Increase in fish and cargo handled at Lerwick Harbour
29th October, 2008
An increase in fishing vessels using Lerwick Harbour was the largest single factor behind an 11.4% rise to 4,256 in arrivals at the Shetland port in the first nine months of this year, compared with the same period in 2007.
Between January and September, 1,712 boats – up 14% - landed a total of 92,706 tonnes of fish, valued at £ 43.2 million, up 10% on volume and 25% on value.
The figures included 7,704 tonnes of white fish, with a value of £ 12.1 million, up 15% on volume, and 22% on value, with the price per tonne up 6.2% to average £1,575 per tonne.

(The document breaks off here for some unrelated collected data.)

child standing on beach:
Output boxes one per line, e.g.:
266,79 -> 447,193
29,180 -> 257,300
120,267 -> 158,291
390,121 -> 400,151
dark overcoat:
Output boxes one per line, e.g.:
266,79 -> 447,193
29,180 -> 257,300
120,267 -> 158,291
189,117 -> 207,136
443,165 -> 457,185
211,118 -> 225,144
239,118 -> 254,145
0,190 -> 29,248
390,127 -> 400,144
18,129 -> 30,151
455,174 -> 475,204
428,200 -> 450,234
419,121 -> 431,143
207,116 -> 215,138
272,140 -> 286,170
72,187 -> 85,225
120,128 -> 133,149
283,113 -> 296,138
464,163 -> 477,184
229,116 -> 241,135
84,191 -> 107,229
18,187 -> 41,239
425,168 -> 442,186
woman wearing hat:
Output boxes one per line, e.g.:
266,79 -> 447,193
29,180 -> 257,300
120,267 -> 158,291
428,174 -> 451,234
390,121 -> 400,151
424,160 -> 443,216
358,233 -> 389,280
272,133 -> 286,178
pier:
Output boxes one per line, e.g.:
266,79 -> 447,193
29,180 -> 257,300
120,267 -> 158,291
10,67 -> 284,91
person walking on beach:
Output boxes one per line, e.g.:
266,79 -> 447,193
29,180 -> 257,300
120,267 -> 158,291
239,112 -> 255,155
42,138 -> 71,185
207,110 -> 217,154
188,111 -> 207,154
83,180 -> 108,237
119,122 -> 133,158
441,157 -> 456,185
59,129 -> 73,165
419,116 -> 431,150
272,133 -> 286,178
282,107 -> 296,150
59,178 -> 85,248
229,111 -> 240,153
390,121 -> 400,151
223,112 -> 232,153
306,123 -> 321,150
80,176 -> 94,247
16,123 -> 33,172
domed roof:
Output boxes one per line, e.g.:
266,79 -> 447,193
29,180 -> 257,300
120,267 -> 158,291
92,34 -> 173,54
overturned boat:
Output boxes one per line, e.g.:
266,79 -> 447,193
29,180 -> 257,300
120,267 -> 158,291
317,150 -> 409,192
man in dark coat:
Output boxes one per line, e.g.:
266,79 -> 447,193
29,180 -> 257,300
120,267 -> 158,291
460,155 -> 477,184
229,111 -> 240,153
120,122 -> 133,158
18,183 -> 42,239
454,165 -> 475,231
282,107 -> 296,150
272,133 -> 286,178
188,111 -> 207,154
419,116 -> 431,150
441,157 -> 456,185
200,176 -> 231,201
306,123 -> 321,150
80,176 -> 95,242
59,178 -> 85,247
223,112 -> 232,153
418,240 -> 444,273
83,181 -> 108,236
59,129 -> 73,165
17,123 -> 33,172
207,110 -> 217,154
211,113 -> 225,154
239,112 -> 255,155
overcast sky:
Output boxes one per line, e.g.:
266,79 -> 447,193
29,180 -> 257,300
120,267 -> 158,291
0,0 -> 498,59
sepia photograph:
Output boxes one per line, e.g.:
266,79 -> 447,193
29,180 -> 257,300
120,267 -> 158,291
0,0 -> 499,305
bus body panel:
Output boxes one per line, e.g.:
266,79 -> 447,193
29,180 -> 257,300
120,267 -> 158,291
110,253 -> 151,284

Pelagic fish landings were also higher, up 16% on volume and 33% on value, including blue whiting landed for human consumption. Deliveries to a fish meal and oil factory held steady. Shellfish landings rose 70%, compared to the same period last year.
Lerwick Port Authority, Chief Executive, Sandra Laurenson, said: “The fishing industry is having a busy year and continues to be a cornerstone of activity at the harbour where we have also seen a further increase in cargo, including offshore industry shipments.”

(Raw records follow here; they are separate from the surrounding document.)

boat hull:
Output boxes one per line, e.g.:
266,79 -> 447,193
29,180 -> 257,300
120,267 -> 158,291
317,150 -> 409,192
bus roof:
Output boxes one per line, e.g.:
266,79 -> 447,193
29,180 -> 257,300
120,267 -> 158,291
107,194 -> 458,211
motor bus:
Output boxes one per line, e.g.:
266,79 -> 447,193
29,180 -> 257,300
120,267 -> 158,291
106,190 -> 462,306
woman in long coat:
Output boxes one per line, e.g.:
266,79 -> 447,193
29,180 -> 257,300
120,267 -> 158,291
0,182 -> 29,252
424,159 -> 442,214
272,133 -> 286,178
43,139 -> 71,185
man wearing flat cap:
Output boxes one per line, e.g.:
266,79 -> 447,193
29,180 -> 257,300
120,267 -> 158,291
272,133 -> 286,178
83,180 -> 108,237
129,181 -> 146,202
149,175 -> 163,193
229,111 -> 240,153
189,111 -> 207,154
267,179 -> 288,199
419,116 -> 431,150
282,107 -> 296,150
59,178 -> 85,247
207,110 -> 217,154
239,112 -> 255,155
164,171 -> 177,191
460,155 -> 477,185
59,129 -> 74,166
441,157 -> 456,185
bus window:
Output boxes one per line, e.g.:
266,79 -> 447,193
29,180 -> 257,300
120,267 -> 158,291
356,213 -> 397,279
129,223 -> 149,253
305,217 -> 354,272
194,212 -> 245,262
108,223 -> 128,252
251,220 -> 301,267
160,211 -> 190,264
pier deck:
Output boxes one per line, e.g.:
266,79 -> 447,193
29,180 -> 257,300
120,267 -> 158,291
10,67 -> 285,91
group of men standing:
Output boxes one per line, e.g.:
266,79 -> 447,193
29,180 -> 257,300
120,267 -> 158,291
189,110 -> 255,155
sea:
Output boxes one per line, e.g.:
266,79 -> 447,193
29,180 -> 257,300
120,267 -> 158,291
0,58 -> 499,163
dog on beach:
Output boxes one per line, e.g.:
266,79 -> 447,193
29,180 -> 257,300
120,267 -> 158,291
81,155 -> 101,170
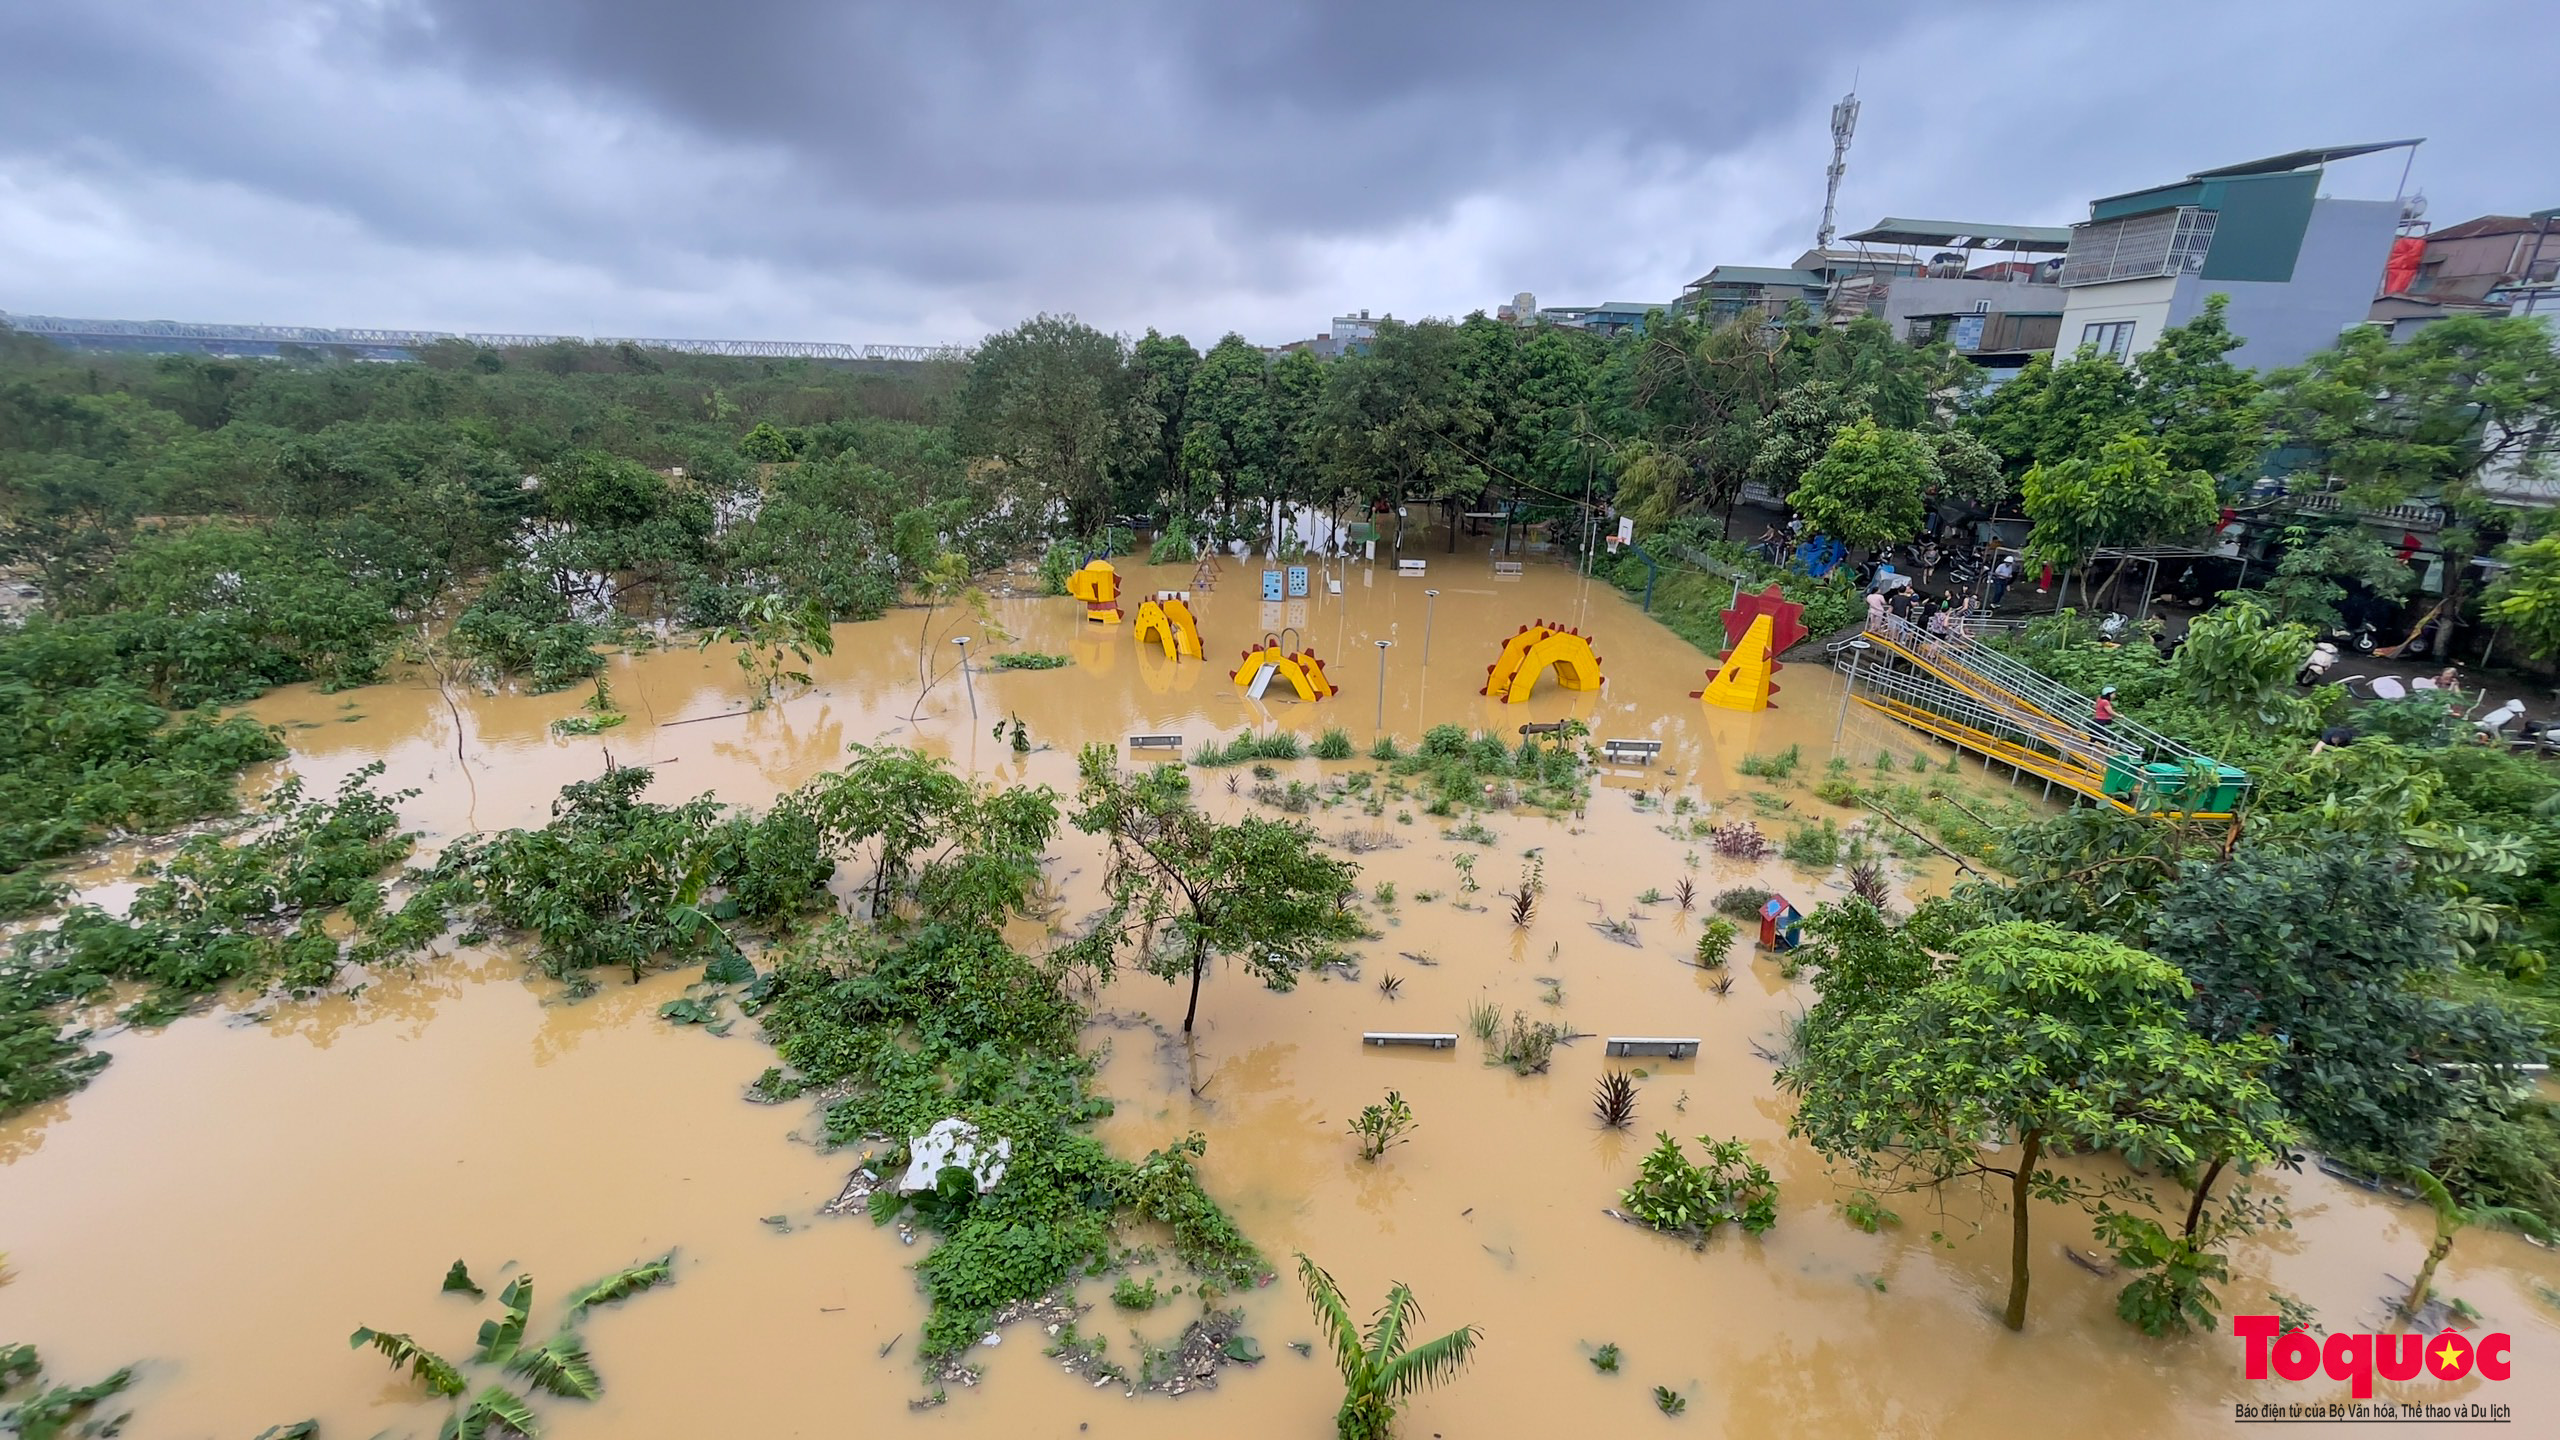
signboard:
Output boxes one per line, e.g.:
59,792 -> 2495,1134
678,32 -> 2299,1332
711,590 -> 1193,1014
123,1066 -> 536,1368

The port handled 703,475 tonnes of cargo, up 8%, including oil-related shipments increased 16% at 116,949 tonnes.
Oil-related vessel arrivals were up – by 8.5%, reflecting an increase in supply ships, but fewer specialist vessels and the fact Lerwick is no longer a port-of-call for the roll-on/roll-off ferry, Norrona, saw the overall tonnage of shipping down 10.8% at 7.2 million gross tonnes. There were 958 pilotage movements during the nine-month period, down 2.3%, with the 4.4 million gross tonnes of vessels piloted down 7.6%.

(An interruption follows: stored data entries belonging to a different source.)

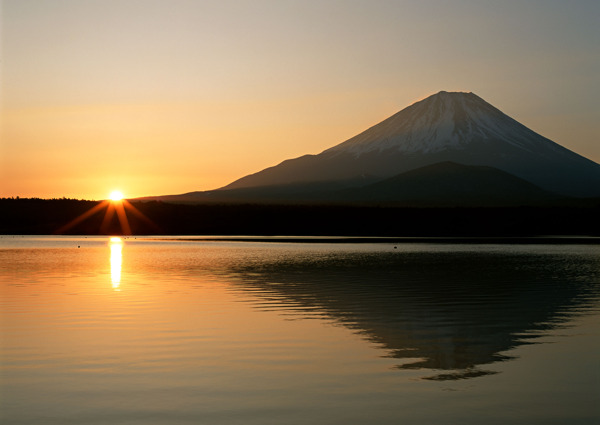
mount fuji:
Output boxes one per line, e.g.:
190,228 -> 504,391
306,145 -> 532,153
146,91 -> 600,204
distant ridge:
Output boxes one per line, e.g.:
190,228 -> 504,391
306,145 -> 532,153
334,161 -> 560,206
141,162 -> 561,207
141,91 -> 600,204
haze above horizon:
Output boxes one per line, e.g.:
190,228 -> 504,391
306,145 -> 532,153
2,0 -> 599,200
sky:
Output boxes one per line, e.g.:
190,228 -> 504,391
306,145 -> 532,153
1,0 -> 599,200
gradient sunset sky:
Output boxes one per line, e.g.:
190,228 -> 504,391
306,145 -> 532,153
2,0 -> 599,200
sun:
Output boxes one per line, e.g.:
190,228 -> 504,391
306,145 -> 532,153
109,190 -> 124,201
56,189 -> 157,236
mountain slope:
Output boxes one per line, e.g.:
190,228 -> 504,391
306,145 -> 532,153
221,91 -> 600,197
337,161 -> 560,206
141,162 -> 561,206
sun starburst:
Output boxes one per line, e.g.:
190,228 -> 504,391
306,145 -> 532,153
55,191 -> 157,235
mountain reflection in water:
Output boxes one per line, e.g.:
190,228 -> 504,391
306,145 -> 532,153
226,248 -> 600,380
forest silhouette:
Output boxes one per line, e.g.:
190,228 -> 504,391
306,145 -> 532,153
1,198 -> 599,236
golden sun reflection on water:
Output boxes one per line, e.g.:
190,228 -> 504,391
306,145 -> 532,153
109,237 -> 123,289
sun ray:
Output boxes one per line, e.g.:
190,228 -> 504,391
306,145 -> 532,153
114,200 -> 132,235
54,192 -> 158,235
100,203 -> 116,234
54,200 -> 109,234
122,200 -> 161,232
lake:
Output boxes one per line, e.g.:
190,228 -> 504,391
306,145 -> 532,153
1,235 -> 599,424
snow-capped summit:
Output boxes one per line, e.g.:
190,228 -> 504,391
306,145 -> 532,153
219,91 -> 600,197
325,91 -> 564,156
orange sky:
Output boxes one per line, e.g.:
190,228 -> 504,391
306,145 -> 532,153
2,0 -> 599,200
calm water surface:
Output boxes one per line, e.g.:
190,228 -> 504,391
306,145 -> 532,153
1,236 -> 599,424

With passenger numbers down 5% at 107,891 Sandra Laurenson added: “The loss of the Norrona service in particular, increased competition for ferries from air travel and weather disrupting calls by cruise ships has meant reduced traffic this year.”
A total of 40 cruise ships – including the largest yet – are already booked for 2009, up on the figure at this time in past years.